We know that Arab Americans are assimilating and are part of the political process. However, my study relied on survey data. Surveys are snapshots of reality. The data was gathered after 9/11. Did political participation increase after 9/11? The survey numbers could not address that. In addition to relying on the survey data, I interviewed a number of Muslim Arab American and Arab American activists to get their insights on Arab- American participation. They were able to provide the history and the contextual knowledge to help better understand and explain the numbers.
An Arab American activist told me that a number of factors helped increase Arab- American political participation. One of them was the Gulf War. Another was the unification of Yemen. Before the unification of Yemen, the Yemeni community was divided between North and South. The pro South would not attend the events attended by the pro North and vice versa. Foreign- based organizations were very active and their American supporters’ attention was on international politics rather than American national politics. Yemen was unified, the Cold War ended, Saddam invaded Kuwait and the US forced him out. All these factors, he said, made Arab Americans turn inward and work together as Arab Americans and get more involved in American politics.

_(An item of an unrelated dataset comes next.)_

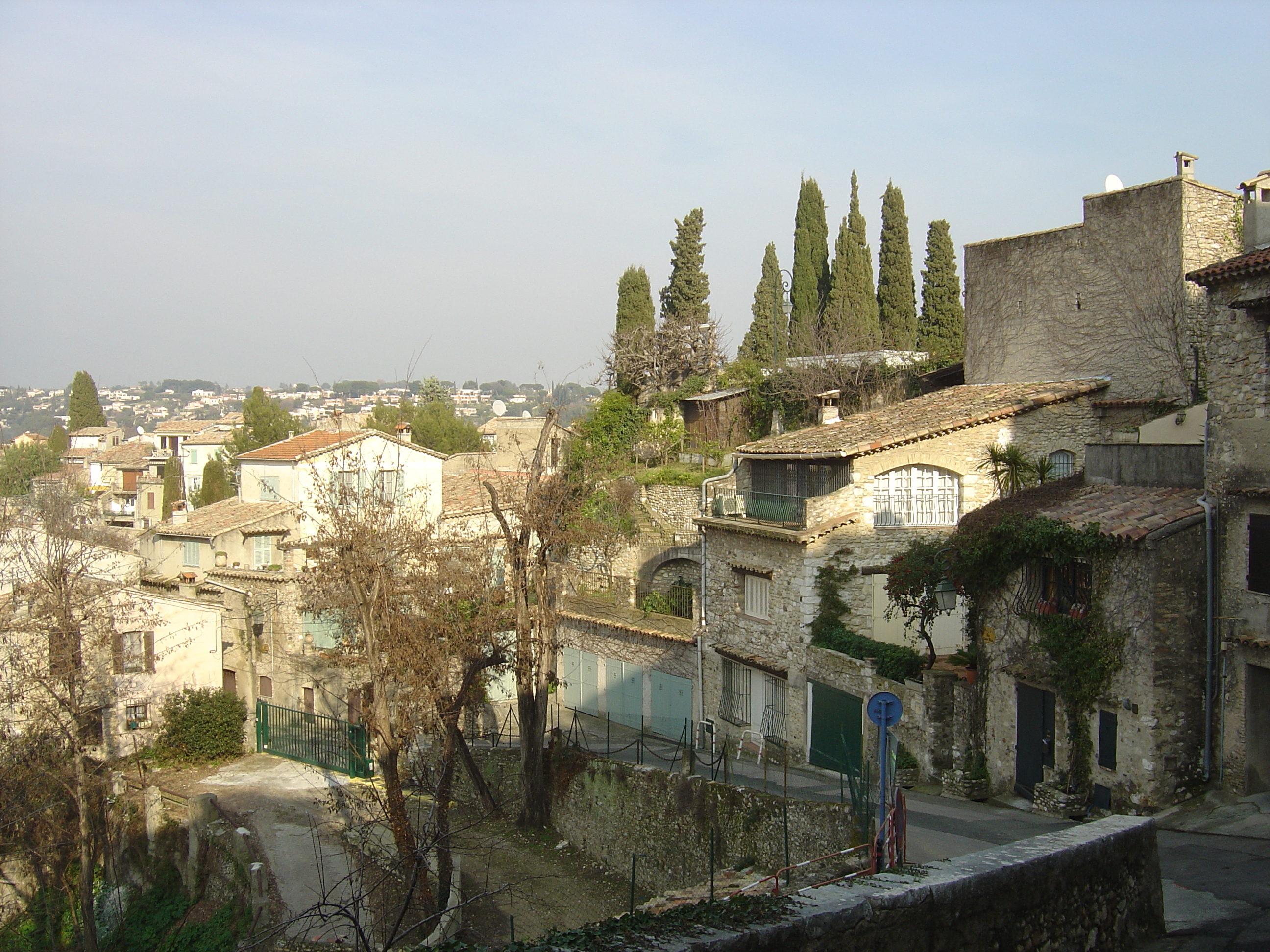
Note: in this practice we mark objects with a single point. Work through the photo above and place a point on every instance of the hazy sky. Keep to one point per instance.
(230, 190)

The Muslim American activist attributed increased and accepted Muslim political participation to generational change. He said some in the old generation was divided over whether participating in American politics is halal or haram. Still others even questioned whether a Muslim can live a real Muslim life in America. One argument was that if Muslims cannot change American politics toward the Muslim world, especially as to the Palestinian issue, then there is no point to involvement in American politics. The 9/11 attacks settled this ongoing conversation in favor of those who wanted participation and national Muslim American organization not only said it is permissible to participate in American politics, they now say it is even religiously obligatory. Part of the change is in leadership with younger generations more familiar with and more comfortable with American politics and culture. The other reason the young activist gave was the realization that in a democracy if you do not participate then your interests are not represented or protected. There is strength in numbers, working with large blocs, therefore, these groups tried to minimize internal divisions and work together to counter real threats facing American Muslims.

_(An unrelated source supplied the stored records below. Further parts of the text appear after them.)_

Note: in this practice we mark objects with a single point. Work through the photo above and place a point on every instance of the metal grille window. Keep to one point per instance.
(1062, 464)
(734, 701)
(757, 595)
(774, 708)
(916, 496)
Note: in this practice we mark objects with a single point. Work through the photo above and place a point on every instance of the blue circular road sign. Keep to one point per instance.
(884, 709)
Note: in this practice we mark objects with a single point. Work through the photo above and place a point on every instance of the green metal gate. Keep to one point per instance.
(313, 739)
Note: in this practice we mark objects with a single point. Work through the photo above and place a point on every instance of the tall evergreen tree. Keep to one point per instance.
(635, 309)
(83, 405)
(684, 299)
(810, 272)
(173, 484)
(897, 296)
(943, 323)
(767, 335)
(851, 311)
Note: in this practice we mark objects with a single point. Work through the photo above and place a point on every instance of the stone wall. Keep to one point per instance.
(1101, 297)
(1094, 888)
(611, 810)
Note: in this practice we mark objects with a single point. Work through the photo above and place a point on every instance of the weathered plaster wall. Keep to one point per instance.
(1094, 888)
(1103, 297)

Political developments overseas again threaten to weaken whatever Arab and Muslim political unity have coalesced. Unity, or the appearance of unity, was evident until 2003. The 2003 invasion of Iraq was the first divisive development. With the Arab Spring came more polarization. One way to gauge the extent of polarization is listening to anecdotes of daily friction between member of different Arab and Muslim communities. The level of polarization and division is seen in the harsh rhetoric on the Facebook community group, Dearborn Area Community Members, with the division being Sunni-Shia, pro Iran v. pro Saudi Arabia.
Given this reality, are the years of collective action gone? Are the days when Arab Americans used to protest together in support of unifying causes such as Lebanon or Gaza against Israeli aggression over? Are the days when Arabs and Muslims stood together facing the national backlash from the 9/11 attacks long gone?
Arab and Muslim Americans are all together facing a very serious challenge. The 9/11 attacks and their aftermath is not behind us. That challenge is not gone and the community’s future is still connected to national and international events beyond Arab American and Muslim American control.
The Arab American activist told me that in the aftermath of 9/11 Bush’s Attorney General visited Dearborn and met with Arab American leaders. Listening to the complaints and concerns of the attendees, he told them that if there were another attack on US soil, all bets are off.
We as Arab and Muslim Americans are still demonized by key mainstream media. Our loyalty and patriotism are questioned by important figures. We have a problem of the threat of the radicalization of our youths that risk being brainwashed into joining terrorist organizations or engaging in terrorist acts. This threat of youth radicalization is added to the other threats facing them as American youths- teenage pregnancy, drugs, alcohol, etc. Those who organize divisive events, protests and counter protests are invited to visit the Dearborn courthouse to see what issues face our youths that we are not taking care of.
Young people on Facebook are saying all kinds of things, including speech that is abusive or sectarian and divisive. But it is one thing for the young and immature to be divisive but a completely different thing for the adults, those in leadership positions, to organize around division and conflict.
Importing inter Arab and inter Islamic disputes to our community is simply unwise. The leaders behind the organization of divisive protests and counter protests, divisive events, have to rethink the wisdom of importing division to our community in light of former attorney general Ashcroft candid warning.*
Entry appeared in the Forum and Link of April 30, 2015.